Many times in our lives we find ourselves in the habit of deriving happiness from something that has not even happened yet. We work hard so that we can relax later, or so we can buy a certain car or have a certain type of house. Maybe it is because we want a certain promotion – which is usually the means towards some other end, like the aforementioned house, car, or early retirement. In these cases, not only do we seem to be deferring our happiness, but we also seem to be tying an intense amount of it to a very specific outcome, therefore risking ourselves an equally significant amount of pain.
Sometimes, for reasons unforeseen, we do not get the promotion we wanted even though we deserved it. Sometimes the housing market makes an unexpected turn and we do not wind up with the house we had dreamed of. Maybe a worldwide pandemic puts a crimp in our plans for that early retirement. And oftentimes, we may fall short of the time we were hoping for in the race.

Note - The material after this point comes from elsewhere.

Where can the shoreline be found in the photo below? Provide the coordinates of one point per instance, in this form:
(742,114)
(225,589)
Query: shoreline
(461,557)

But what remains true in all of these circumstances is something positive. Though we may not obtain the promotion, if we truly enjoy our work, we are grateful to have the job. Though the house may have one fewer bedroom or bathroom, we still become a homeowner with a roof over our heads, and it is certainly not a reflection on our work ethic. While early retirement sounds nice, a worldwide pandemic puts much greater problems into focus – primarily that there are people out there who are living paycheck to paycheck who are suffering much more immensely and for whom we would be best served to give our attention. And falling short of a desired time is but an arbitrary goal, a way we allow the critical ego in our brains a space and a voice to deliver an assessment of self that has absolutely nothing to do with the way the people around us are actually looking at us.

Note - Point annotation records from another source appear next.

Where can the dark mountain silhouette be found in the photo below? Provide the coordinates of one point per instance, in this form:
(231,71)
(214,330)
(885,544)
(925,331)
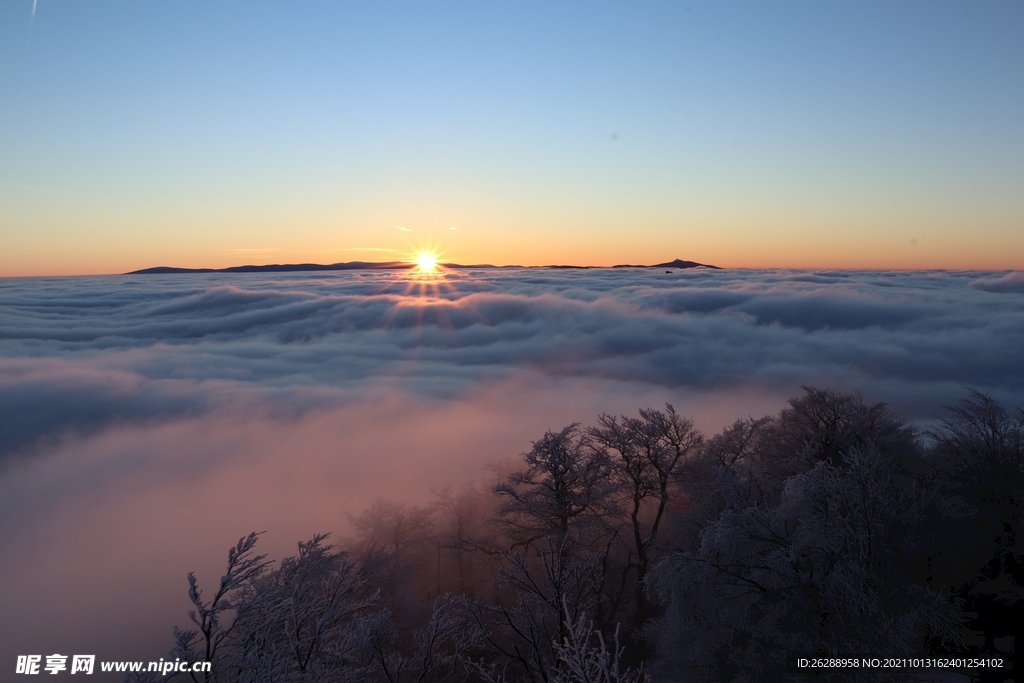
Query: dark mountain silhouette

Attachment to outcomes is problematic because the outcome is generally a fleeting moment. I noticed when accomplishing a certain time in a race that I would be happy for a moment, but immediately turn my attention on to the next latest and greatest goal to one-up myself. This is such a sad way to live, constantly searching for new outcomes and tying one’s happiness and self-worth to them.
By being present – though it is easier said than done – we allow ourselves to find joy in things all the time. There is joy in the training run or in the process at work in which one advances their career. Being present creates an awareness that the outcomes we seek are but fleeting moments in our lives, oftentimes meaningless in the grand scheme of things.
Now more than ever as we stay inside, we may find ourselves on edge and particularly fixated on the things we want. Perhaps it is an opportunity to be still, to expect nothing, and hope for the best.